What is your name and what is your official designation within the Ministry for Health?
Dr. Marius Caruana and I am a Senior General Practitioner within Primary Health Care.
Where do you work and what
do your duties entail?
I work at the Paola Health Centre and my duties include general practice of walk-in patients including routine and immediate care as
well as running of specialized clinics, for example Diabetes Clinic.
How long have you been
working with the Public Service?
16 years
Are there any specific
qualifications required for your post?
Successful completion of
Doctorate in Medicine and Surgery.
This is followed by two years of Foundation Training
and three years of Specialization in Family Medicine.
What attracted you to take
up your profession and to the health service?
It was always a dream to
be a medical professional. It is a thought which you keep on nurturing and
developing. The drive needs to be that whatever path you take, it keeps giving
you a rewarding feeling of fulfillment.
What motivates you most?
You are there to give aid
through your knowledge, your skills and more importantly through who you are.
If you are all present in the service you are giving, the outcomes will be a
unique driving force for you to keep going. It does not have to be all success.

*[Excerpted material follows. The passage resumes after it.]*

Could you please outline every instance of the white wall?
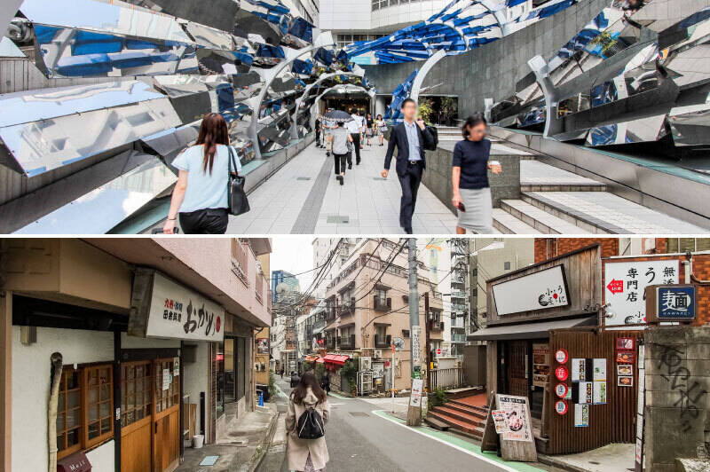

You keep developing, learning and become better even from things which could
have been done better. The genuine appreciation given by patients who feel
helped is irreplaceable.
What about the teamwork
between different professions/roles involved in relation to patient care?
Working in the health
service gives you the opportunity of both intra and inter-professional
co-operation which can be maximized to give best service to the patients. As of
late, the trend was towards highly specialized service, requiring the input of
multiple allied health care professionals. Family Medicine is a field which is
inherently general in its approach and thus the GP’s ability to co-ordinate a
multidisciplinary team round the patient’s needs has become an elementary
skill.
Can you give us one
challenge and one success story?
A challenge for Primary
Health Care is to re-establish the focal point of Maltese health care provision
to the community. The building of a modern and highly functional hospital like
Mater Dei had shifted this focus into secondary care. With an increasingly
growing population, there needs to be a reverse back to the community, a
process which has already started and needs to keep on being refined.
General practice in Malta
has gone through multiple successes during the past years. The establishment of
a local specialization in Family Medicine, under the auspices of the Malta
College of Family Medicine and supported by the Ministry of Health, has created
the opportunity for more doctors to take up this career, enriching the service
through the diversity of its members.
The introduction of the
Electronic Patients’ Records (EPR) by Primary Health Care is another milestone
worth mentioning. It has propelled the service into the digital age, enhancing
both the patient’s experience and opening wide the doors for research into the
work we do.
What advice would you give
to young students considering taking up this profession?
If you care about the
well-being of others then it is the right path for you. Yes it needs long-hours
of studying, yes it needs working grueling nights but the satisfaction given by
a job done well will help you find your path through the meshwork.
What are the benefits of
working with the public service?
The public service is
increasingly becoming like a large community of its own. Via the digitalization
of the public services and higher inter departmental co-operation, the service
is able to provide a structure which will help you nurture your career while
providing you the opportunity to balance work performance and quality of life
via both an Employee Support Program and Family friendly measures.